Background on the Exemption
The FLSA expressly exempts “any salesman, partsman, or mechanic primarily engaged in selling or servicing automobiles” from the Act’s overtime pay requirement. Because Service Advisors primarily engage in selling vehicle service work to customers, many auto dealers have long-classified these employees as exempt. Prior court decisions from the Fourth and Fifth Circuits supported the auto dealers’ classifying Service Advisors as exempt under the salesman exemption. Nevertheless, in 2011, the Department of Labor (DOL) changed its (previously) long-standing enforcement position and stated that it would no longer consider Service Advisors exempt from overtime under the “salesman” exemption, concluding that the exemption was limited “to salesmen who sell vehicles and partsmen and mechanics who service vehicles.”

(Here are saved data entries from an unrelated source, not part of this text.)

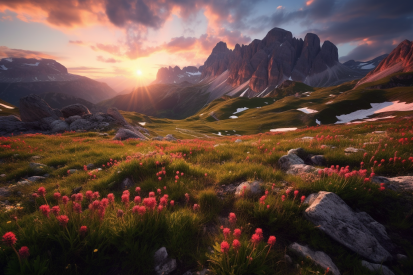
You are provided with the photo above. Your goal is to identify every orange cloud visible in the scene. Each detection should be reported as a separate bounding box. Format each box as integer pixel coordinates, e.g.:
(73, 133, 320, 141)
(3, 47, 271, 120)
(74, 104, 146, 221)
(306, 0, 315, 6)
(0, 46, 58, 59)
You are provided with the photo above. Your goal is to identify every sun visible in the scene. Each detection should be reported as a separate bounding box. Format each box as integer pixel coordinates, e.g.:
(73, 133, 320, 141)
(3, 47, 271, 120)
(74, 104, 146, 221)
(136, 70, 142, 76)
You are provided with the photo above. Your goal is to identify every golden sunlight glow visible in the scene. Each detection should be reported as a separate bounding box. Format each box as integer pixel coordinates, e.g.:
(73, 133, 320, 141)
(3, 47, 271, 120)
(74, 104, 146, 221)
(136, 70, 142, 76)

In its Encino decision, the Ninth Circuit ignored the prior decisions from the Fourth and Fifth Circuits, and instead chose to defer to the DOL’s new regulations. Deferring to the DOL’s about-face, the Ninth Circuit held that Service Advisors were not salesmen, and thus were not exempt from the overtime pay requirements. In October 2015, Encino petitioned the Supreme Court to review the decision, resolve the newly-formed Circuit split, and restore uniformity in the legal precedent regarding classification of Service Advisors.

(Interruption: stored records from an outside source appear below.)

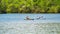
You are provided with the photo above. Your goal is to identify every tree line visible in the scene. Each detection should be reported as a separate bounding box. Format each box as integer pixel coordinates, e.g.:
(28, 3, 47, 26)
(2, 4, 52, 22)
(0, 0, 60, 13)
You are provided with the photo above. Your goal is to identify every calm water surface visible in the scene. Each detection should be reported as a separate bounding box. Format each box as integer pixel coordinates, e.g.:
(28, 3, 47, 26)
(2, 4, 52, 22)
(0, 14, 60, 23)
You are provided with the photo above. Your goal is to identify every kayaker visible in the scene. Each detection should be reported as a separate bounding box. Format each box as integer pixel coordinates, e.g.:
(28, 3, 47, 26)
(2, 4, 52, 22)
(26, 16, 30, 20)
(36, 16, 43, 20)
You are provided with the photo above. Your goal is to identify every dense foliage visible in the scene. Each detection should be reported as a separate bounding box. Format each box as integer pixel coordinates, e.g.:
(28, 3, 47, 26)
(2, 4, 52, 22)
(0, 0, 60, 13)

The Supreme Court’s Opinion
When the Supreme Court agreed to hear Encino’s petition earlier this year, many thought that the Court would provide final resolution as to whether Service Advisors are exempt. Unfortunately, the Court’s Opinion fails to do so. Instead, the Court vacated and remanded the case back to the Ninth Circuit to reconsider the issue without giving weight to the DOL’s regulations. In his Opinion, Justice Kennedy instructed that the FLSA “must be construed without placing controlling weight” on the DOL’s 2011 regulations because the agency issued those regulations without “reasoned explanation that was required in light of the change in position and the significant reliance interests involved.” In other words, according to the Court, the DOL discarded 33 years of precedent exempting Service Advisors and then failed to provide any real “reasoned explanation” for the change. As such, the Court held it was not proper for the Ninth Circuit to defer to the DOL’s 2011 regulations. The Ninth Circuit was instructed to interpret whether the FLSA overtime exemption for “salesmen” included Service Advisors, without placing controlling weight on the DOL’s 2011 regulations.

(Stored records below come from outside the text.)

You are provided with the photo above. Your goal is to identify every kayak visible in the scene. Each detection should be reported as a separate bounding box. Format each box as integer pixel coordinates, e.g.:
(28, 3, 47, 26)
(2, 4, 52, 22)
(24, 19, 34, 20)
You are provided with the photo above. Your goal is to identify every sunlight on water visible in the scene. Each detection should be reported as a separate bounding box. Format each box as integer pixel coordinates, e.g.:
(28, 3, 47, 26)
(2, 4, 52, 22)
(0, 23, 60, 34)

Insights for Auto Dealerships
For now, the Supreme Court has refrained from deciding the ultimate issue of whether Service Advisors are exempt from the FLSA overtime pay requirement by remanding the case back to the Ninth Circuit for further proceedings. It is unclear how the Ninth Circuit will rule if it cannot defer to the DOL’s regulations. However, with a vacated opinion, there is no longer a circuit split and the case law from the Fourth and Fifth Circuits favoring exempt status remains intact. While the current legal landscape favors exempt status, this may change with a further decision from the Ninth Circuit or even potential new regulations from the DOL. Accordingly, auto dealerships should proceed with caution and partner with employment counsel in determining how to classify Service Advisors. Auto dealerships should also consider the potential application of other overtime pay exemptions to Service Advisors, such as the 7(i) retail sales exemption.
We will continue to track this case and provide updates as events dictate.